Het klinkt misschien raar, als je in de Bijbel over Israël leest, dat God het volk had geschapen om Hem tot een vreugde te zijn (1). Net zoals Hij de wereld tot zijn vreugde had geschapen (2). Al die ellende! God wil niet dat het kwade zijn gang maar lijkt te kunnen gaan.
Maar het ging fout, steeds weer. Eerst met de mens, toen met Israël. En zelfs David ging niet vrijuit. Toch zegt God over hem: Ik heb David, mijn knecht, gevonden,... een man naar mijn hart, die al mijn bevelen zal volbrengen (3). Hij was geliefd bij God.
Maar deze woorden zijn toch vooral een profetie over Jezus. In Hem kwam er voor het eerst in de geschiedenis iemand die wél volmaakt één was met zijn Vader. Over Wie God kon zeggen: Deze is mijn Zoon, de geliefde, in wie Ik mijn welbehagen heb, dat is: die Mij vreugde bereidt (4).
In de werkelijkheid
Hij volgde volmaakt de wil van zijn Vader. Daarmee bracht Hij redding voor de wereld. Redding van de zonde, van de macht van de duivel en van de eeuwige ondergang. Hij was en is echt Gods Zoon! De Zoon die in de voetsporen van zijn Vader gaat.
En dan komt de grote vraag... God wil zonen. Ook in mij ziet Hij door Jezus zelfs een zoon van Hem (5). Maar ben ik dat in de werkelijkheid ook? Komt dat tot uiting? Verheug ik het hart van mijn Vader? Doe ik al wat Hem behaagt? Ben ik zoals Jezus? (6) Of zoals David?
Waarom was David een man naar Gods hart en een voor-afbeelding van Jezus? Omdat zijn hart uitging naar God. Hij zocht God boven alles: hij wilde Hem kennen, altijd dichtbij Hem zijn (7), zijn bevelen opvolgen en in alles op Hem vertrouwen.
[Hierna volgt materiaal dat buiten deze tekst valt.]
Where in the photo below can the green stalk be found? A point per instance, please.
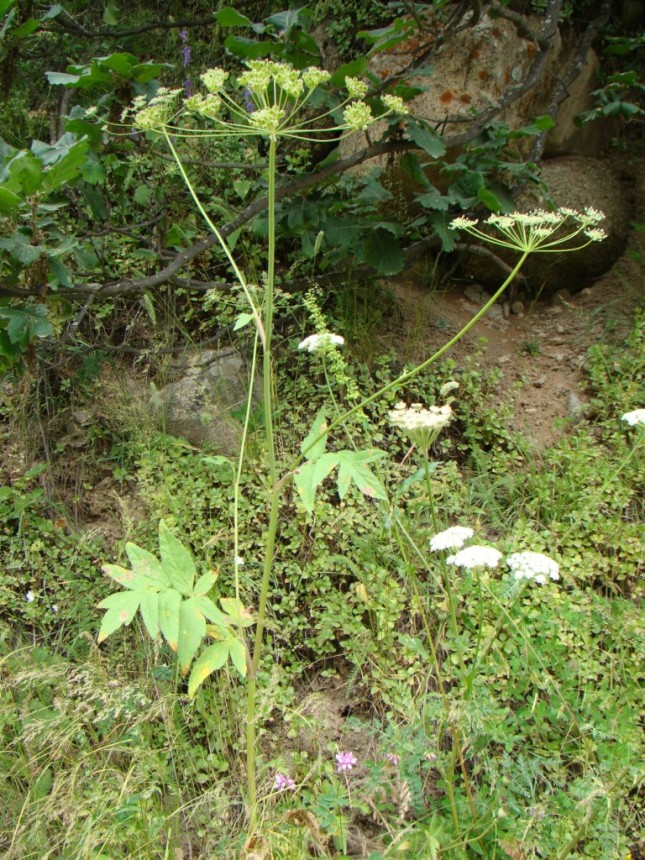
(274, 499)
(410, 374)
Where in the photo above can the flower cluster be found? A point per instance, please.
(155, 113)
(538, 230)
(263, 100)
(421, 424)
(634, 418)
(533, 566)
(345, 761)
(452, 538)
(321, 341)
(282, 782)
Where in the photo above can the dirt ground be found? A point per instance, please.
(542, 350)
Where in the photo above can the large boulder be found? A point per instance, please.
(471, 72)
(575, 183)
(197, 406)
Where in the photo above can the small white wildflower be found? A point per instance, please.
(634, 418)
(214, 79)
(314, 76)
(423, 425)
(356, 88)
(533, 565)
(395, 104)
(595, 234)
(452, 538)
(319, 341)
(476, 556)
(358, 116)
(462, 223)
(453, 385)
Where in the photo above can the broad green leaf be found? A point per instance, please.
(242, 320)
(67, 168)
(383, 252)
(192, 629)
(310, 475)
(147, 564)
(426, 139)
(229, 17)
(237, 612)
(26, 323)
(9, 201)
(205, 583)
(237, 650)
(208, 608)
(433, 199)
(111, 13)
(25, 172)
(489, 200)
(25, 29)
(63, 78)
(121, 609)
(61, 275)
(318, 428)
(209, 661)
(169, 603)
(353, 468)
(142, 194)
(177, 560)
(149, 608)
(134, 580)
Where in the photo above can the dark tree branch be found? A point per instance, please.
(561, 90)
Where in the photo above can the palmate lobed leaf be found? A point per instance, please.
(177, 561)
(353, 468)
(192, 629)
(121, 609)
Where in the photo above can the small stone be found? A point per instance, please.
(575, 406)
(475, 294)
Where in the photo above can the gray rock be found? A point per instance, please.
(197, 406)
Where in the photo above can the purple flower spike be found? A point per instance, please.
(345, 762)
(282, 782)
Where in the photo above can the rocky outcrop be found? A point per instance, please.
(198, 405)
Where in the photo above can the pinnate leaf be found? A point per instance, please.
(209, 661)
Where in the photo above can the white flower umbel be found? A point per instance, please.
(321, 341)
(634, 418)
(533, 565)
(538, 230)
(422, 424)
(452, 538)
(476, 556)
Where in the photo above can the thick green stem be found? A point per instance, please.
(274, 500)
(410, 374)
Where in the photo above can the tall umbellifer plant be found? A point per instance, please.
(271, 100)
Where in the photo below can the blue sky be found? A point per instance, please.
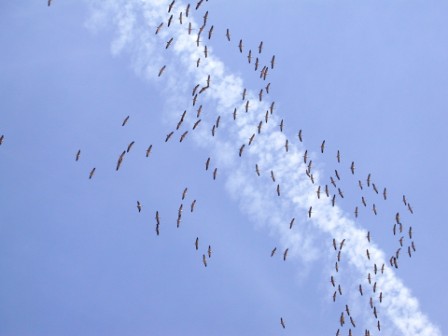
(77, 257)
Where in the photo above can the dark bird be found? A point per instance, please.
(162, 69)
(148, 151)
(130, 146)
(169, 136)
(282, 322)
(285, 254)
(125, 121)
(120, 160)
(91, 173)
(322, 147)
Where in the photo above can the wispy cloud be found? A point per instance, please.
(135, 23)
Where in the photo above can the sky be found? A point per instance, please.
(76, 256)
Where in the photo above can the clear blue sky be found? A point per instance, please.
(76, 257)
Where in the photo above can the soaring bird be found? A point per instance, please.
(130, 146)
(285, 254)
(125, 121)
(139, 206)
(148, 151)
(120, 160)
(184, 193)
(162, 69)
(91, 173)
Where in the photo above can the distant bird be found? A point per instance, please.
(285, 254)
(184, 193)
(125, 121)
(169, 136)
(148, 151)
(322, 147)
(282, 322)
(91, 173)
(162, 69)
(291, 223)
(257, 170)
(171, 5)
(130, 146)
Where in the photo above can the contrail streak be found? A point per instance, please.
(136, 23)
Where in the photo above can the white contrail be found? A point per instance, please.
(136, 22)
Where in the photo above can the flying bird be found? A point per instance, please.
(91, 173)
(125, 121)
(148, 151)
(162, 69)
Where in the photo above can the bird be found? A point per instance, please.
(291, 223)
(162, 69)
(125, 121)
(282, 322)
(120, 160)
(241, 149)
(182, 137)
(91, 173)
(168, 136)
(285, 254)
(184, 193)
(322, 147)
(171, 5)
(130, 146)
(148, 151)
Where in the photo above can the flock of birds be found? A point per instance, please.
(331, 190)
Ben ik ook zo?
Eén grote wens
Als mijn hart werkelijk op God is afgestemd, dan zal ik één grote wens hebben (7): ‘Vader, Heer Jezus, laat mij een vreugde voor U zijn!
Maak mij zoals Izaak, die vol vertrouwen met zijn vader Abraham meeging en het hout droeg waarop hijzelf geofferd zou worden.Maak mij zoals Henoch, die wandelde met God, zó, dat hij plotseling bemerkte dat hij niet meer op de aarde was. Maak mij zoals Jezus, die zo’n grote vreugde voor U was. Die daarom nu bij U deelt in uw goddelijke heerlijkheid (8). Maak mij, zoals U wilt dat ik zijn zal!’
|
Uit de Bijbel:
(1) Jesaja 5:7a.
Welnu, de wijngaard van de HEER van de heerscharen is het huis (= het volk - AvdS) van Israël, en de mannen van Juda zijn de planten waarin Hij vreugde heeft.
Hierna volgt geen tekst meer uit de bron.